A Time of Omens - Katharine Kerr [173]
“I am. But how did—”
“Someone told me. No time to explain. Let’s get out of here. I can’t deal with a whole pack of raiders, and they’re on their way. Rhodry, get up here with me. Yraen, take the rear guard with Carra. Otho, keep a hand on that dog’s collar, will you? I don’t want him bolting.”
As they picked their way through the broken rocks and headed downstream toward the ford, Jill pulled a little ahead. Carra could see her looking around, frowning every now and then and biting her lower lip as a person will when they’re trying to remember something. Daft though this exercise seemed, Carra could pay no attention, because they were walking straight toward the ford where Nedd and Thunder lay. She could hear Lightning whining and Otho’s reassuring whisper, and she clung to the sound as if to someone’s hand. When they reached the bodies, she turned her head away and stared across the river. Something was moving among the trees. Even in the poor light she—they all—could see the underbrush shaking at the approach of someone or something.
“Keep walking,” Jill snapped. “You have to trust me. Keep walking straight ahead.”
No one hesitated, everyone moved, striding forward even though Carra suspected that they were all waiting for the hiss of an arrow, flying them their deaths. They walked a few feet, and a few more, and on and on, until Carra suddenly realized that they should have been wading right into the water instead of walking on dry land. All around her trees towered. The men began to swear in a string of foul curses.
“By every god!” Yraen snarled. “How did you manage that?”
“None of your cursed affair, silver dagger,” Otho broke in. “We’re across, aren’t we? That’s all that matters, and I for one am not going to be flapping my lips at a dweomerwoman.”
Only then did Carra realize that the river lay behind them—far behind them, out of sight, in fact. All she could hear was the merest rustle and murmur of distant water flowing over rock.
“Our friends can wait in ambuscade all they like,” Jill remarked. “And poke around in the rocks as if they were hunting badgers, too, when the dawn rises, but we’d best be on our way.”
Carra turned for one last look back.
“Farewell, Nedd, and it aches my heart to lose you. I only wish I could build you a cairn.”
“Nicely spoken.” Rhodry laid a comforting hand on her shoulder. “But truly, I doubt me if it matters to his soul, and the gods all know that we might be seeing him in the Otherlands soon enough.”
With Jill hissing at them to hurry, they headed into the forest, picking their way along a deer track that ran east and downstream. In the middle of the line of march Carra stumbled along, shivering and exhausted, praying to the Goddess every now and then to keep the unborn baby safe, for what seemed like hours, though when they finally stopped she realized that the moon was still riding close to zenith. There in a clearing stood all their horses, their gear still intact, even Nedd’s.
“How did you…” Rhodry said.
“The Wildfolk collected them,” Jill interrupted him with a wave of her hand. “And brought them round by the other ford.”
Carra giggled, thinking she was having a jest on them.
“And how did you find us?” Rhodry went on.

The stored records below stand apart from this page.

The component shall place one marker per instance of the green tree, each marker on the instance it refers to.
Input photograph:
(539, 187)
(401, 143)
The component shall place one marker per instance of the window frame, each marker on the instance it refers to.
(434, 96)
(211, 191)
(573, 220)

“There’s no time for talk now. Listen, you’re going to have to ride as fast as these poor beasts can carry you. I can’t just take you to the city, because of the way time would run all wrong. You need to arrive straightaway, not weeks from now, you see.”
Carra didn’t see, and she was willing to wager that none of the others did, either, but oddly enough, not one question got itself asked.
“Follow the river back to the road, and then make all the speed you can,” Jill went on. “The forest peters out about ten miles north of the river, and then you come to farming country, and finally to the gwerbret’s town. I wish to all the gods that you’d been coming from the east. You’d have been safe, then—it’s settled country all the way.”